What's going on?
Apple reported results on Tuesday after the stock market closed and it said what everyone was expecting: iPhone sales grew at the slowest pace since the product was launched in 2007.
What does this mean?
Investors were expecting iPhone sales growth to slow, which is a major reason why the stock is down 24% since July (iPhone sales make up about two-thirds of Apple’s revenues). In fact, iPhone sales came in even lower than analysts were expecting (by a little bit) and Apple CEO Tim Cook said that the current quarter (which finishes at the end of March) will likely see the first ever year-on-year decline in iPhone sales. Despite all this, the stock was virtually flat immediately following the results announcement – probably because this bad news was largely expected.
Why should I care?
The bigger picture: From hardware to services? Two months ago, Goldman Sachs added Apple to its ‘Conviction Buy’ list on the basis that Apple’s ecosystem of services is quickly expanding (think: Apple Pay, Apple Music, Apple TV). Instead of relying on selling devices (like the iPhone and the iPod before that), Apple would make its money by offering ‘services’ – and the income would be a lot stickier (a.k.a. more easily recurring).
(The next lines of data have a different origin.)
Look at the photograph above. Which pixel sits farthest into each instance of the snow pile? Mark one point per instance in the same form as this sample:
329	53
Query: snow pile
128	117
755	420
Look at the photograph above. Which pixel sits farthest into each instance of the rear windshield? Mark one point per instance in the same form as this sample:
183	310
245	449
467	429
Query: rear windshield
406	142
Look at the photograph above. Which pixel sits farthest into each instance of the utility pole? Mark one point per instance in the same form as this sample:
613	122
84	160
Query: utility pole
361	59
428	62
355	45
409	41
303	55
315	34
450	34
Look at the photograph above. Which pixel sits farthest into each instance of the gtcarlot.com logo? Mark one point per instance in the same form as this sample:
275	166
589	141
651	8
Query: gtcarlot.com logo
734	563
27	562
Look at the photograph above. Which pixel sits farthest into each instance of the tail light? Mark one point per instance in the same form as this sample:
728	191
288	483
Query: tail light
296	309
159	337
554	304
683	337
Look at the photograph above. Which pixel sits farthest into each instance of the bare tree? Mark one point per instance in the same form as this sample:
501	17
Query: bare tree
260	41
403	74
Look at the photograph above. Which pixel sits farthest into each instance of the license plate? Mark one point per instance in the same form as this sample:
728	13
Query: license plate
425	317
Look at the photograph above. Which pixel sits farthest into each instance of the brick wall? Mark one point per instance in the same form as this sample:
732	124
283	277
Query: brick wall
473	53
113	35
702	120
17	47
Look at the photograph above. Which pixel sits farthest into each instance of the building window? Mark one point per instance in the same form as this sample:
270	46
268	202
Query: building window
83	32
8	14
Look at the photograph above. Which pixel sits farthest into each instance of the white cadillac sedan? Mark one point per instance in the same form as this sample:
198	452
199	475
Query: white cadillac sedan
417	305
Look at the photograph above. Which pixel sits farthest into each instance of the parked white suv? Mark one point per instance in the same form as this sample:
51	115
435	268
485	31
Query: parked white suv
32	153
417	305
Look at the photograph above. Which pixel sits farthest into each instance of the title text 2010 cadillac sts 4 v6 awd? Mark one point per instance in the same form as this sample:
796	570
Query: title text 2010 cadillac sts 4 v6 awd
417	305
For the latest quarter, service revenue was up 15% versus the same period in the previous year – but still only accounts for about 10% of Apple’s total revenue.
For the stock: Apple’s revenues are declining. Its future guidance for revenue, also announced on Tuesday, was lower than investors expected – in fact, it points to year-on-year revenue declining by more than 10% for the current quarter. Optimists point to positives like the fact that a record number of users switched from Android to Apple during the quarter – and that should continue to drive future growth. But, fundamentally, Apple needs to figure out how it is going to replace earnings from iPhone sales.